The Johannesburg-born opens the batting in the shorter formats like Gilchrist did, and with tremendous success, having scored 11 hundreds and eight fifties in 69 One Day Internationals, racking up 2,850 runs at a scoring rate of 94.55.
De Kock plundered three successive ODI hundreds against India at home in 2013, and two more in a five-ODI series in India last year.
His impact on the game’s longest format has been nothing short of remarkable this year, as the boyish-looking de Kock, who, while growing up, toyed with the idea of a baseball career in the US, played a key role in South Africa’s third successive Test series victory in Australia in November.
In the opening Test at Perth, de Kock hit a 101-ball 84 in the first innings to help lift the side from 81-5 to 242, and a 100-ball 64 as the visitors took a 1-0 lead in the three-match series.
“He’s probably the closest wicketkeeper-batsman to Adam Gilchrist that we’ve seen since he retired,” former Australian batsman Ricky Ponting told BT Sport television after the Test.
“Just the way he’s able to dictate to the bowlers, the way he wants to play… but it’s the rate that he scores that’s the most impressive. He slots into that No.7 spot perfectly for the South African team. It’s class batting, really,” he added.
De Kock smashed a 143-ball 104 in the second Test in Hobart to help the visitors recover from 132-5 to post a competitive 326. South Africa won by an innings and 80 runs to seal the series without top batsman de Villiers and premier fast bowler Dale Steyn, out with injuries.
De Kock played down comparison to Gilchrist. “I don’t see myself being like him…that’s the way I like to play,” he told reporters after the Hobart hundred. “The conditions determine how I play, I guess.”
It was in January this year that de Kock scored his maiden Test century, in the final Test against England in Centurion, after not being part of the Test tour of India late last year. In the only occasion that he opened in Test cricket, de Kock hit 82 and 50 against New Zealand to help hosts South Africa clinch the two-match series 1-0 in August.
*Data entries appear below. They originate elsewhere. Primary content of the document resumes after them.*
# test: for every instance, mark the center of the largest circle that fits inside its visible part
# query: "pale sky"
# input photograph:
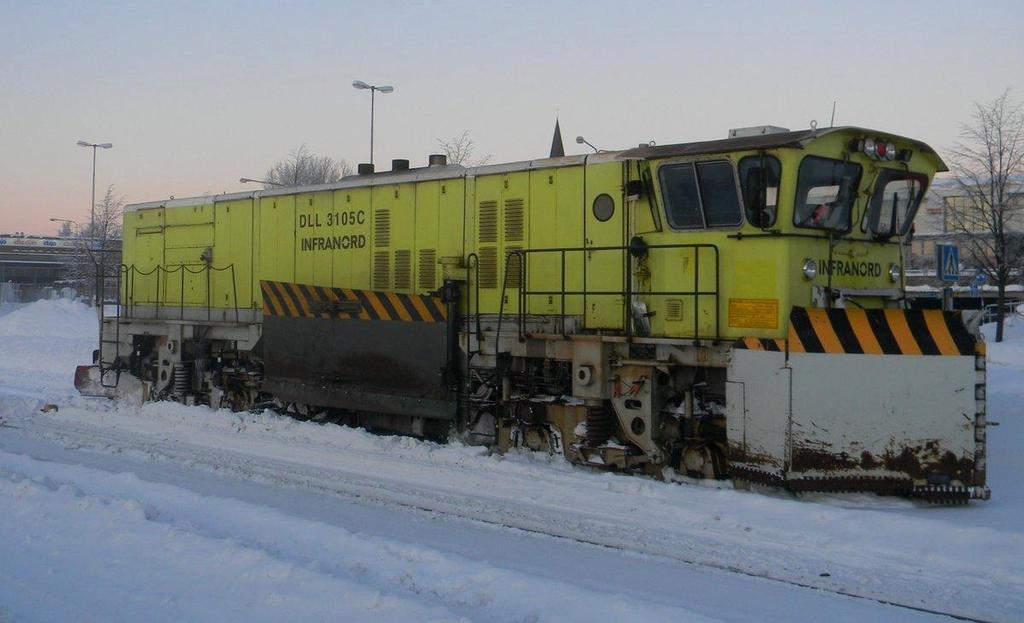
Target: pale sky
(196, 94)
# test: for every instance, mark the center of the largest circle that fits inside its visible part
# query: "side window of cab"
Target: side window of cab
(700, 195)
(759, 179)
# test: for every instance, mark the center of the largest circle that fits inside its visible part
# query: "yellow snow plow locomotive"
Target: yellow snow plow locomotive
(726, 308)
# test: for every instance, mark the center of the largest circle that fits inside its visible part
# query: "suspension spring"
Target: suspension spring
(182, 379)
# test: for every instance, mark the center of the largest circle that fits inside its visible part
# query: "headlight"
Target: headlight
(890, 151)
(810, 270)
(869, 148)
(895, 273)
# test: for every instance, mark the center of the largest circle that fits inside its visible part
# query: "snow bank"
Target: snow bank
(50, 319)
(40, 345)
(160, 552)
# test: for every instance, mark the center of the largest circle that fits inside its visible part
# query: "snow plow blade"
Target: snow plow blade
(886, 401)
(89, 380)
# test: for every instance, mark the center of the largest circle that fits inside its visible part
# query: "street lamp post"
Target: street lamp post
(373, 91)
(92, 206)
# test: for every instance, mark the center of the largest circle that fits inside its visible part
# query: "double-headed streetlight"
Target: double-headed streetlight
(92, 206)
(373, 91)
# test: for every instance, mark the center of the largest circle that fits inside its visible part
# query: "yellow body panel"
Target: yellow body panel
(402, 236)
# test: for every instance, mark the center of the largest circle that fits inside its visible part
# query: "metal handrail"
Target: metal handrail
(132, 271)
(627, 292)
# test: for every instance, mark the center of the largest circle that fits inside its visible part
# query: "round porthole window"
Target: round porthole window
(604, 207)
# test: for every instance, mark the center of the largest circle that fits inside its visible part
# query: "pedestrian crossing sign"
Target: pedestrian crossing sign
(947, 260)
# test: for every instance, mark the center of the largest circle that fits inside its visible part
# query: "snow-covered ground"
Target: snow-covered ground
(168, 512)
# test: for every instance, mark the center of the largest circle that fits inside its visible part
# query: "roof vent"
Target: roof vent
(757, 130)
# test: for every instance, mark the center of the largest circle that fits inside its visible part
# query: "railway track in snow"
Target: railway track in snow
(900, 585)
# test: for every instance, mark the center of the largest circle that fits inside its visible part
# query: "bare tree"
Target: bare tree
(988, 164)
(99, 246)
(460, 150)
(305, 168)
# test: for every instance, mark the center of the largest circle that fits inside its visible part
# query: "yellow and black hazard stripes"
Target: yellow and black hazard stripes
(879, 332)
(302, 300)
(871, 332)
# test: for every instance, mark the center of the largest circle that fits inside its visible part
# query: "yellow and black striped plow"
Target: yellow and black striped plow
(847, 331)
(302, 300)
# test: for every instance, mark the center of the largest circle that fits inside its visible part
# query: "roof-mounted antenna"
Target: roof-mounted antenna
(582, 140)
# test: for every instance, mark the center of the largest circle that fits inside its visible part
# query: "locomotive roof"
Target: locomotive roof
(797, 138)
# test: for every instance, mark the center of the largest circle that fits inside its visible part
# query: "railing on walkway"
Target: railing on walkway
(517, 263)
(130, 274)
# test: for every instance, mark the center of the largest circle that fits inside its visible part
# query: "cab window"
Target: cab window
(700, 195)
(759, 178)
(826, 190)
(896, 197)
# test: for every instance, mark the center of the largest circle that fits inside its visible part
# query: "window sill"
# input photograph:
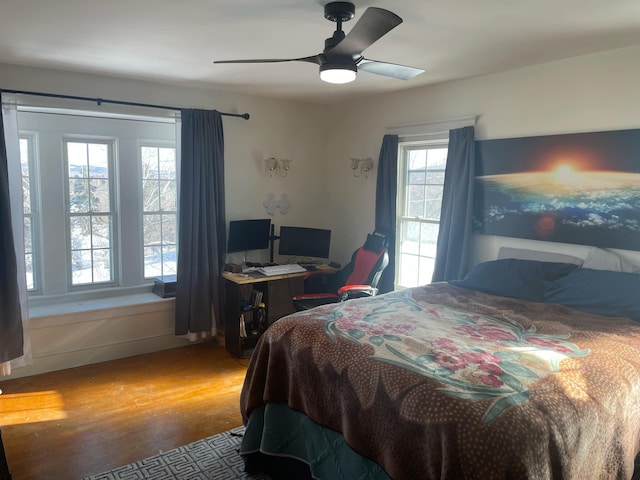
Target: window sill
(71, 308)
De Kock averages an impressive 50.17 in 13 Tests since making his debut in February two years ago at home against Australia.
“A team has more chances of winning Test matches when you got a wicket keeper who is an excellent batsman walking in at No.7,” says former India wicketkeeper Kiran More, who played in 49 Tests and 94 ODIs from 1984-1993.
“That’s how the game is developing, the focus is on all-round abilities, it also gives the team options, to maybe play an extra seamer or two specialist spinners, depending on the conditions,” adds More, who was India’s chief selector from 2003-2006.
While we’ll never know how de Kock’s baseball career would have panned out, he certainly appears to have the makings of a great cricketer.